I’m not sure a character has ever been written who fits the trope of The Load better than Rasmus: The character who must be brought along on the adventure and protected at all costs, despite their apparent lack of purpose, skills or usefulness, and who usually puts the group in constant danger. It’s usually eventually revealed that The Load has a purpose after all. Also known as Too Dumb to Live. From the first time we see him, when he causes a multicar pile up because he can’t sit still in the car for five minutes, until the last time we see him, when he’s become a suicidal, morphine addicted plague carrier and Living MacGuffin, Rasmus roams the quarantine zone accidentally causing death and destruction wherever he goes, while smiling his winning smile, or pouting his little boy pout.
The other survivors were all punished for their sins, and have come out on the other side as better people, free of guilt and trauma. Patrick had his tooth extracted in biblical “an eye for an eye, a tooth for a tooth” justice. Martin and Lea both worked through their guilt and atoned for their wrongdoing. Or perceived wrongdoing, on Lea’s part, unless you count going to a party against her mother’s wishes as worth the horrendous punishments Lea received. Jean avenged the murder of Vilde’s parents and turned himself in to the Strangers to be punished for Vilde’s accidental death. The universe set him free. It’s never really discussed, but Simone raised Rasmus with no thought for herself, partially as penance for the death of their mother.

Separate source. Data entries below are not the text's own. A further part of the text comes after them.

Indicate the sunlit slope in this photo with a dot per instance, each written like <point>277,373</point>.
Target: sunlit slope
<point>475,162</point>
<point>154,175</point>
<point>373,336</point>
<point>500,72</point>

Beatrice died. The only “sins” we saw her commit were telling unimportant lies. She was also the only woman we saw have voluntary sex. That’s not worthy of being punished by death, or punished at all. She died so that Rasmus would feel pain and act on it. Unlike the others’ punishments, neither she nor Rasmus had any character growth from the experience. 😜
Poor Martin. This whole season we’ve watched people talk each other down from murder, and jump in front of guns to stop the killing. Both Simone and Lea stood in between him and murder, and he listened to them. After all of that, when Martin took his turn to bravely stand in front of a gun and talk someone down, he chose the evil, mad scientist and got shot for his trouble. He doesn’t even like Rasmus!! That’s being a great boyfriend and group leader. Simone knew her father has no morals left and would shoot both Martin and Rasmus. She was frantic to get Martin out of the way.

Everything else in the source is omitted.